Sin Censura recorrió los vestigios de lo que no puede catalogarse más que como un campo de exterminio, donde paso a paso es posible encontrar los rastros de las horripilantes historias que aquí se vivieron: jirones de ropa, zapatos, incluso, restos óseos que nadie se tomó el tiempo de recuperar y sepultar, lo más probable, es que nadie, nunca, sepa a quién o quiénes pertenecieron en vida.

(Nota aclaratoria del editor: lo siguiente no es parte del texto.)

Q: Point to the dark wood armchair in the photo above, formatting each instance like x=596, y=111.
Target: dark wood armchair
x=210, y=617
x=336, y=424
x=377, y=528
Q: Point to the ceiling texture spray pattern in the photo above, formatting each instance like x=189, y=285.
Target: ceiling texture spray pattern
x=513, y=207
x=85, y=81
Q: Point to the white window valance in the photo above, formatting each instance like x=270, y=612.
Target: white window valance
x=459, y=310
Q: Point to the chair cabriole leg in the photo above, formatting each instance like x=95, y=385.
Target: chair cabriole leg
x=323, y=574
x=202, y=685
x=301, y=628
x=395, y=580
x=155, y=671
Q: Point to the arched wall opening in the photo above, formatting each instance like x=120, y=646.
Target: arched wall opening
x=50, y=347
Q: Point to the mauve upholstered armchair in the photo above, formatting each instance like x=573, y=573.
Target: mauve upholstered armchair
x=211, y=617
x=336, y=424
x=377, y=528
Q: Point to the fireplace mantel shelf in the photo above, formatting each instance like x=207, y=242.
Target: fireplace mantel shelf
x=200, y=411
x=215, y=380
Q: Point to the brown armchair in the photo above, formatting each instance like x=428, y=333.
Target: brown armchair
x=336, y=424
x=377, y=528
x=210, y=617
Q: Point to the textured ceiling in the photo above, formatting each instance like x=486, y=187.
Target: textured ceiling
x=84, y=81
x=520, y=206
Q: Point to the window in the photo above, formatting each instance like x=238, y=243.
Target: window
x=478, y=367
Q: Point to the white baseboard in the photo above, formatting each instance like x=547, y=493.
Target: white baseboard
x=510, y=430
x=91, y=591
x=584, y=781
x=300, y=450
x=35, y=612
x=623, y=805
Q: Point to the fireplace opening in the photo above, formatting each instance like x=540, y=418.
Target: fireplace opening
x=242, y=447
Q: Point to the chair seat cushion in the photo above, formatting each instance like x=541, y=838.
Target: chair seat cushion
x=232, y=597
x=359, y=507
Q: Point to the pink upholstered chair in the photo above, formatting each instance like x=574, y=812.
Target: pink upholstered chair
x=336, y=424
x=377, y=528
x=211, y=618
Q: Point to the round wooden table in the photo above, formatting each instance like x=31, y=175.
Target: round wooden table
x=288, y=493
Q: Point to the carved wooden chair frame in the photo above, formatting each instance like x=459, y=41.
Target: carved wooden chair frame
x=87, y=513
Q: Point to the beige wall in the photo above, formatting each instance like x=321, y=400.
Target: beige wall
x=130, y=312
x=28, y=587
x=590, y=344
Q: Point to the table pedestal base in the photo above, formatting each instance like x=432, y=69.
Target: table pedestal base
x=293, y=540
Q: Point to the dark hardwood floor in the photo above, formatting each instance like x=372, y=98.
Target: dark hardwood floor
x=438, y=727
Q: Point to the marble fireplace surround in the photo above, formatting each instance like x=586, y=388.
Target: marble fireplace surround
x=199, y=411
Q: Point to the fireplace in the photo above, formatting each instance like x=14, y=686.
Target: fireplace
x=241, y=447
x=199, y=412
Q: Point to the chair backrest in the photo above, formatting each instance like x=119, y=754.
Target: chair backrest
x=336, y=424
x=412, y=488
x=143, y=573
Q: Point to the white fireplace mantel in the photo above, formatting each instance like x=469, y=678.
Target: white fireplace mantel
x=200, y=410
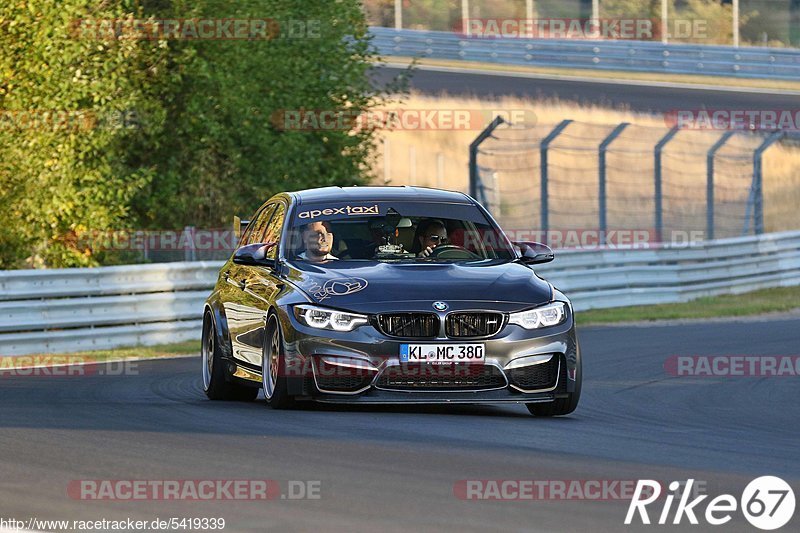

Todavía, es posible encontrarse con la cinta con la que se delimitaron las zonas donde se encontraron huesos, y todavía están en su lugar las bases de madera donde eran colocados los tanques de 200 litros que fueron implementados como incineradores donde cuerpos desmembrados eran cubiertos con combustible y se les prendía fuego hasta que no quedaban más que huesos, que luego fueron esparcidos a lo largo de miles de hectáreas. Cientos y cientos de cuerpos fueron quemados hasta las cenizas, miles de personas, vivieron sus últimos días en este lugar, testigo mudo de la inenarrable tragedia.
A nuestro paso por el accidentado camino de terracería, nos topamos con los hombres que aquí habitan, curtidos en el trabajo del campo, con la piel tostada al sol y los años a cuestas, con quienes nos detuvimos a conversar, pero en cuánto tocas el tema, te miran con desconfianza, agachan la cabeza y dudan en contestar, dicen no saber nada, pero poco a poco van relatando lo que pasó en aquello días de terror, cuando las camionetas pasaban llenas de personas a cualquier hora del día, ante la mirada complaciente de las autoridades.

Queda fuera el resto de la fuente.